22. Hukuk Dairesi 2018/1744 E. , 2018/6309 K.
"İçtihat Metni"
MAHKEMESİ :İş Mahkemesi
DAVA TÜRÜ : ALACAK
Taraflar arasında görülen dava sonucunda verilen kararın, temyizen incelenmesi davalı vekili tarafından istenilmekle, temyiz talebinin süresinde olduğu anlaşıldı. Dava dosyası için Tetkik Hakimi ... tarafından düzenlenen rapor dinlendikten sonra dosya incelendi, gereği konuşulup düşünüldü:
Y A R G I T A Y K A R A R I
Davacı isteminin özeti:
Davacı vekili, davalı işçinin müvekkiline ait işyerinde hemşire olarak çalıştığını, iş sözleşmesinin davalı işçi tarafından haklı neden olmaksızın feshedildiğini beyanla cezai şart alacağını talep etmiştir.
Davalı cevabının özeti:
Davalı vekili, müvekkilinin iş sözleşmesini fazla mesai ve hafta tatili alacaklarının ödenmemesi üzerine haklı nedenle feshettiğini beyanla davanın reddini savunmuştur.
Mahkeme kararının özeti:
Mahkemece, toplanan deliller ve alınan bilirkişi raporuna göre taraflar arasındaki iş sözleşmesinin belirsiz süreli olduğundan bahisle dava konusu cezai şart talebinin reddine karar verilmesi üzerine Dairemizce yapılan temyiz incelemesinde davalı işçi tarafından yapılan haklı fesih savunmasının araştırılmasına yönelik bozulmuş; anılan bozma ilamına uyulmakla davanın kısmen kabulüne karar verilmiştir.
Temyiz:
Karar süresi içinde davalı vekili tarafından temyiz edilmiştir.
Gerekçe:
İşçinin ödenmeyen işçilik hakları sebebiyle iş sözleşmesini haklı olarak feshedip feshetmediği konusu taraflar arasında uyuşmazlık konusudur.
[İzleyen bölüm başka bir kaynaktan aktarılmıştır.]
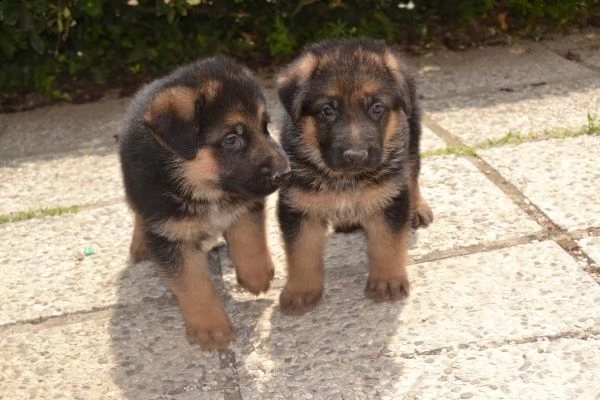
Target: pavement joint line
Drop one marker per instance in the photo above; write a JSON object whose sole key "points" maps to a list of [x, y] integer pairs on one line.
{"points": [[37, 214], [82, 151], [491, 344], [227, 360], [561, 236]]}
İşçinin emeğinin karşılığı olan ücret işçi için en önemli hak, işveren için en temel borçtur. 4857 sayılı Kanun"un 32. maddesinin dördüncü fıkrasında, ücretin en geç ayda bir ödeneceği kurala bağlanmıştır. 5953 sayılı Basın İş Kanunu"nun 14. maddesinin aksine, 4857 sayılı Kanun"da ücretin peşin ödeneceği yönünde bir hüküm bulunmamaktadır. Buna göre, aksi bireysel ya da toplu iş sözleşmesinde kararlaştırılmadığı sürece işçinin ücreti bir ay çalışıldıktan sonra ödenmelidir.
Ücreti ödenmeyen işçinin alacağı konusunda takibe geçmesi ya da ücreti ödeninceye kadar iş görme edimini yerine getirmekten kaçınması, iş ilişkisinin devamında bazı sorunlara yol açabilir. Bu bakımdan, işverenle bir çekişme içine girmek istemeyen işçinin, haklı sebebe dayanarak iş sözleşmesini feshetme hakkı da bulunmaktadır. Ücretin hiç ya da bir kısmının ödenmemiş olması bu konuda önemsizdir.
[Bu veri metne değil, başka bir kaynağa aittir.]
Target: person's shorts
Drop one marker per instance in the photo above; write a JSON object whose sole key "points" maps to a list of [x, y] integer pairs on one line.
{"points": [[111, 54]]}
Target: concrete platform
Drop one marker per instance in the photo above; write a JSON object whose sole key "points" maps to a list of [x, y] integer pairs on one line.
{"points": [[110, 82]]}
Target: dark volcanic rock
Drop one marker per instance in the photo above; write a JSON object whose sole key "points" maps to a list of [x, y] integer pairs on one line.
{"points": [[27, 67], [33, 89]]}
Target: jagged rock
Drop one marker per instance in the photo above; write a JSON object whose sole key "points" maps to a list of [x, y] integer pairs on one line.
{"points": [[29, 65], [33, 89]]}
4857 sayılı Kanun"un 24. maddesinin (II) numaralı bendinin (e) alt bendinde sözü edilen ücret, geniş anlamda ücret olarak değerlendirilmelidir. İkramiye, prim, yakacak yardımı, giyecek yardımı, fazla mesai, hafta tatili, genel tatil gibi alacakların ödenmemesi durumunda da işçinin haklı fesih imkânı bulunmaktadır.
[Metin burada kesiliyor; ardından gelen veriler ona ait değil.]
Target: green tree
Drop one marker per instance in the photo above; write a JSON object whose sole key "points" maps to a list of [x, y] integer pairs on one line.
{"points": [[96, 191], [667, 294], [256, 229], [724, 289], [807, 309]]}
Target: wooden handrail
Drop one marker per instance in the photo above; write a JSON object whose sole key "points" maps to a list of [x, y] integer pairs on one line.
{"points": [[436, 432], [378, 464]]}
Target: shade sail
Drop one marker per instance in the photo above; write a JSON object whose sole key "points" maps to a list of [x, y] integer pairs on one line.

Somut olayda, davalı işçi iş sözleşmesini fazla mesai ücretlerinin ödenmemesini gerekçe göstererek feshettiği davalının ücret bordrolarına göre 2013 Nisan ayında 26,5 saat, Mayıs ayında ise 12 saat fazla mesai yapmasına rağmen ve bordrolarda başkaca kesinti olmamasına rağmen, davacıya ödenecek net rakamın değişmediği, bu durumun davalı tanıklarının anlatımlarında değinildiği gibi, davacının gerçek ücretinin bir kısmının fazla mesai gibi gösterilmek sureti ile bordroya yayıldığını, gerçek ücretinin SGK"ya bildirilmemesi ve fazla mesai ücretlerinin ödenmemesi nedeniyle davalı işçi açısından haklı fesih koşullarının oluştuğunun anlaşılmasına göre dava konusu cezai şart talebinin reddi gerekirken yazılı şekilde karar verilmesi bozmayı gerektirmiştir.
SONUÇ: Temyiz olunan kararın yukarıda yazılı sebepten BOZULMASINA, peşin alınan temyiz harcının istek halinde ilgiliye iadesine, 08/03/2018 gününde oybirliğiyle karar verildi.